# windows 10 upgrade now sd cards wont work



## jjlost (Mar 31, 2016)

I have a cf52 Toughbook I upgraded to windows 10 and now my sd cards all stop working any suggestions on how to fix this problem with out going back to windows 7


----------



## etaf (Oct 2, 2003)

how does the SD not work
are they NOT seen
You would need to install the memory card reader driver for the PC
But i cannot see any drivers for windows 10 for that model
http://www.panasonic.com/business/iframes/toughbook-computer-support-search-downloads.asp

so its not been tested for W10 and may not work correctly


----------



## nzkeyboard (Mar 31, 2016)

can you please tell me the full model number/Model Version

looks like this: cf-52A/BXXXXX (MK1)


----------



## nzkeyboard (Mar 31, 2016)

The panasonic support staff have said that no model of the CF-52 is eligible for the windows 10 upgrade.
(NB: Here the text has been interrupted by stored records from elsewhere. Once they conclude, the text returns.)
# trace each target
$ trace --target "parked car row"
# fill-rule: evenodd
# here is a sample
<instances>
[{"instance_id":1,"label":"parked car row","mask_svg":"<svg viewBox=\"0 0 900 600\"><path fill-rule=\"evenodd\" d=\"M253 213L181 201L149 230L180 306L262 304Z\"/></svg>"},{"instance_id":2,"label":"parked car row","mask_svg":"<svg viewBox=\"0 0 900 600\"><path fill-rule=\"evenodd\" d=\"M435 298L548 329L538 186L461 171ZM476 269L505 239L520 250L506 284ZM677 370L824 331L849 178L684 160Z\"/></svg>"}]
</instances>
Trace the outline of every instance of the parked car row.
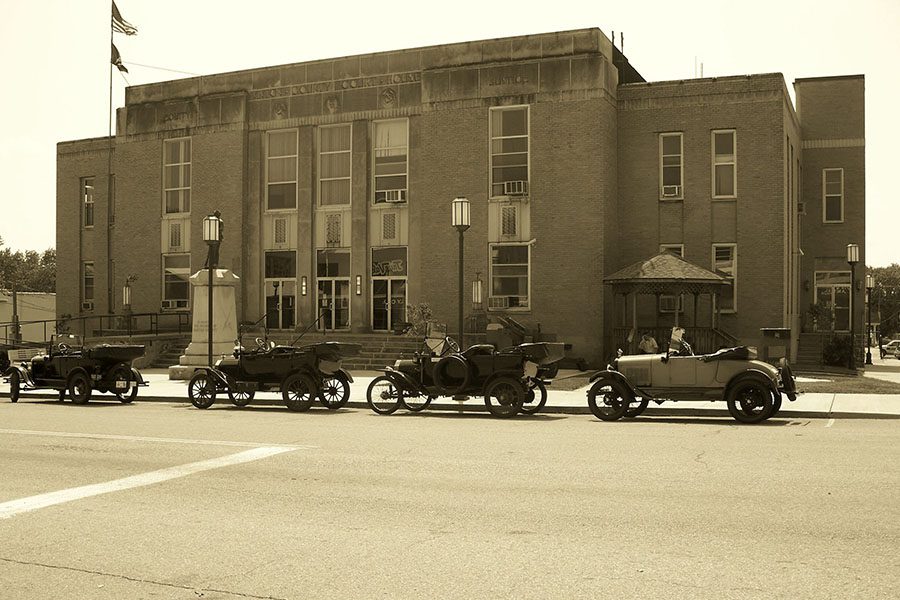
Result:
<instances>
[{"instance_id":1,"label":"parked car row","mask_svg":"<svg viewBox=\"0 0 900 600\"><path fill-rule=\"evenodd\" d=\"M759 360L750 348L726 348L695 356L673 328L666 352L622 356L590 377L587 403L599 419L633 418L650 402L724 401L742 423L759 423L781 408L782 396L795 400L797 387L784 361L774 366ZM277 391L292 411L306 411L318 401L336 410L346 405L352 375L342 368L345 358L359 354L359 344L321 342L305 346L276 345L267 336L246 348L243 336L232 356L212 367L198 368L188 382L191 403L200 409L227 394L235 406L247 406L256 392ZM139 345L100 344L85 347L80 336L54 336L47 352L9 366L4 377L10 399L23 389L59 390L60 399L88 402L93 391L111 393L128 403L146 386L132 366L143 356ZM461 349L449 337L437 346L425 344L411 359L381 369L366 390L369 407L379 415L400 408L426 409L437 397L465 401L484 398L495 417L534 414L547 402L547 386L557 374L564 344L525 343L504 349L477 344Z\"/></svg>"}]
</instances>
They are not and will not be supporting it. you can try using the windows 7 driver for the reader. but basically it looks like you will need to downgrade to windows 7 which normally is quite an easy process using the windows 10 downgrade tool.


----------



## jjlost (Mar 31, 2016)

its a cf-52gunbx2b would be model
sorry if I did not word the problem correctly not a computer person can do basics but not much more than that
by what you are saying is the drivers do not support windows 10 so I will have to go back to windows 7 if I want to use the sd card reader


----------



## nzkeyboard (Mar 31, 2016)

Yes you will need to go back to windows 7.

To do this click on the start menu and go to settings. Click update and security.
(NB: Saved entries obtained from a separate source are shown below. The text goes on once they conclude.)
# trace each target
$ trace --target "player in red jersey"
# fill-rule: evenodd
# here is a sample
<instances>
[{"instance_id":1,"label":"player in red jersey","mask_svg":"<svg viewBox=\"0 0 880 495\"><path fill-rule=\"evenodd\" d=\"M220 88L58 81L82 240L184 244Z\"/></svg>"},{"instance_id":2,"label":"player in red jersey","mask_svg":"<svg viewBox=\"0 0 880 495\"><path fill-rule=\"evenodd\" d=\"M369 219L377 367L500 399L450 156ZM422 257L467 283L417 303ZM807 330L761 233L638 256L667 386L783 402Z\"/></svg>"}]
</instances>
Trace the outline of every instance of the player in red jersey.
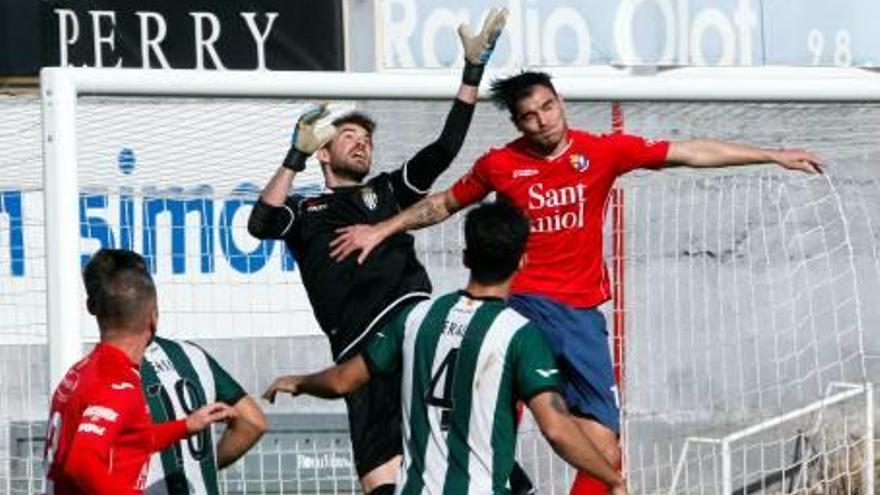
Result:
<instances>
[{"instance_id":1,"label":"player in red jersey","mask_svg":"<svg viewBox=\"0 0 880 495\"><path fill-rule=\"evenodd\" d=\"M101 340L52 396L44 492L141 494L150 454L231 418L233 409L209 404L186 419L153 424L138 372L158 319L146 263L130 251L102 249L83 280Z\"/></svg>"},{"instance_id":2,"label":"player in red jersey","mask_svg":"<svg viewBox=\"0 0 880 495\"><path fill-rule=\"evenodd\" d=\"M522 134L483 155L450 189L372 226L340 229L332 255L360 251L359 261L396 232L433 225L490 192L527 213L527 263L514 279L510 305L547 334L563 370L564 392L578 425L612 465L620 464L619 410L604 316L610 298L602 256L605 204L614 180L637 168L724 167L774 162L821 172L803 150L769 150L712 139L651 141L572 129L550 76L523 72L492 84L492 99ZM572 494L604 493L578 475Z\"/></svg>"}]
</instances>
Select recovery from the list on the left and click on Get Started under "Go back to Windows 7"


----------



## jjlost (Mar 31, 2016)

to answer your question etaf yes the computer dose not see the sd card drive at all when card is inserted the light turns on then shuts off but never prompts you to do anything or dose it show up with the rest of the drivers in my computer screen


----------



## jjlost (Mar 31, 2016)

do I need to create a backup for all my files picture videos and what not before I go back to windows 7 or will all data be ok


----------



## nzkeyboard (Mar 31, 2016)

your data will remain intact but its always a good idea to backup your data just in case


----------



## jjlost (Mar 31, 2016)

ok I will try that thanks for the help
always tough decisions I like the windows ten layout much more than windows seven but I use the sd card reader way to much not to have it. lol cant ever have best of both


----------



## nzkeyboard (Mar 31, 2016)

unless you want to buy an external USB card reader that has windows 10 support but that could be anoying


----------



## jjlost (Mar 31, 2016)

Just wanted to say thanks for the quick response and straight forward answers

I have an external usb card readed and I hate that thing always flopping around when your using the laptop it works good for desktop nothing else


----------



## nzkeyboard (Mar 31, 2016)

jjlost said:


> Just wanted to say thanks for the quick response and straight forward answers
> 
> I have an external usb card readed and I hate that thing always flopping around when your using the laptop it works good for desktop nothing else


Indeed that would be a hindrance


----------



## paev (Apr 3, 2015)

jjlost said:


> I have a cf52 Toughbook I upgraded to windows 10 and now my sd cards all stop working any suggestions on how to fix this problem with out going back to windows 7


Perhaps you wouldn't need to go back to Windows 7. I had Asus laptop and after upgrading SD reader didn't work. Couldn't find anything in Asus but found the driver on Lenovo. You just need to find out what SD card reader is used on your machine because many companies use the same card readers hardware. Then I'm sure you will be able to find the driver on other than your PC website. Just a bit of research that's all.


----------